The FAIR Data Principles are a set of guiding principles to make data Findable, Accessible, Interoperable and Reusable.  In this session, we will review these principles, discuss the challenges of data sharing, and offer practical tips for how sharing can be integrated into a researchers workflow.  

“What's in a name?” When you create a new file, do you give much thought to the name you save it as? This class focuses on best practices for naming files so that they are easily found, understood, and sharable in the future.

In this hands-on workshop, learn how to manage your work with the version control system Git. Git helps keep your files safe from accidental deletion, tracks who made what change when, and lets multiple people work on the same project without overwriting each other's work. We'll cover using Git from the Unix shell and through Github online. No previous experience with the command line is necessary, although some basic knowledge is recommended.

Are you curious about version control and project management with Github, but haven't had an opportunity to test out all of its features? Attend this hands-on workshop to work through solo and group exercises that will let you explore tasks like cloning a collaborator's project, making and investigating file changes, and resolving conflicts between versions. Please register for a free github.com account before the beginning of class.
The Pitt Data Catalog (PDC) is a platform to help University of Pittsburgh health sciences researchers share and discover datasets, software, and code. This workshop will highlight how the catalog can be used to increase visibility of your research outputs and act as a low-barrier way to make data discoverable without the need to deposit into a data repository.
This is the first part of a three-part series: Introduction to R; Data Management in R, and Data Visualization in R. This is a flipped class covering the basics of R programming for data analysis and graphics. Upon registration, you will receive links to workshop materials (PowerPoint slides, lecture videos, and practice exercises) that you can view on your schedule. During the class, you will learn how to solve the exercise problems. 
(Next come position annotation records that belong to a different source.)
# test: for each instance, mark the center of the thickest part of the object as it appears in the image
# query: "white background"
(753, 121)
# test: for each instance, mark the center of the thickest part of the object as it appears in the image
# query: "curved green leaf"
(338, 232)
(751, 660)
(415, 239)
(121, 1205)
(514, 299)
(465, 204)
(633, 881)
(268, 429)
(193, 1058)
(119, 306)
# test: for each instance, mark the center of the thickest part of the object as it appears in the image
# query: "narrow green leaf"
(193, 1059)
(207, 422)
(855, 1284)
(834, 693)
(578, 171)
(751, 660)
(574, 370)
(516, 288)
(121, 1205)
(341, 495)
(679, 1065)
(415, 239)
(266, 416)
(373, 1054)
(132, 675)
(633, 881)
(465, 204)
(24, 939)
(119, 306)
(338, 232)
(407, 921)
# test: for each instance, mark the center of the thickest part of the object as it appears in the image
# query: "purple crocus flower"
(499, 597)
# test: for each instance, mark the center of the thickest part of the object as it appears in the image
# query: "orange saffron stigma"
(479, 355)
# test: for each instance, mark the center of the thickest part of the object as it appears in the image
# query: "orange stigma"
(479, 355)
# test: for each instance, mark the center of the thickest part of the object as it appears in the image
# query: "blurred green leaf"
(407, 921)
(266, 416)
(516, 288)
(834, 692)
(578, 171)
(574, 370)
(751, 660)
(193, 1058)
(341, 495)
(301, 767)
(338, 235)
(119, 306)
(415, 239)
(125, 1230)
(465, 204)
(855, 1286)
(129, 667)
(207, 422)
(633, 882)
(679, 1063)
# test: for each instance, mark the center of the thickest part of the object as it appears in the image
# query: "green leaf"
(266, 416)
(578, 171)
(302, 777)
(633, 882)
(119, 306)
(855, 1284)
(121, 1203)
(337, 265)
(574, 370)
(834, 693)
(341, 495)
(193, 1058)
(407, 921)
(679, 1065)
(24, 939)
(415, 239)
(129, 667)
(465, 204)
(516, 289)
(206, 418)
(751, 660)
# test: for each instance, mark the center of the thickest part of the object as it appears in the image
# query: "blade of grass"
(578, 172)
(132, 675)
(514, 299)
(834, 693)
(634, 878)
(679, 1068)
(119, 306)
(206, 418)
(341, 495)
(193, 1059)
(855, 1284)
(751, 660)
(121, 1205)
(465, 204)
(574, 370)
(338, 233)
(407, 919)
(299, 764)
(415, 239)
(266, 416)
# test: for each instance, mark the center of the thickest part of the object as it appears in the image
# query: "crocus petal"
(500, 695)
In this class, learn the fundamentals of keeping your data secure and organized through brief introductions to the core areas of data management: file storage and organization, file documentation, data preservation, and data publication and/or data sharing. This class is intended for graduate students and researchers who are working on long-term research projects, or for anyone who wants to make sure their personal files are safe for the long-term.

You've collected your data. Now what? In this class we will learn how to use Tableau to demonstrate the significance of your data.

Need to find a dataset to act as a control for your study? Or do you want to reuse open access data? This class will offer tips for locating and citing data and include hands-on exercises to explore directories of data repositories and data journals.

This workshop will provide an introduction to mapping and analyzing geographic data using Tableau.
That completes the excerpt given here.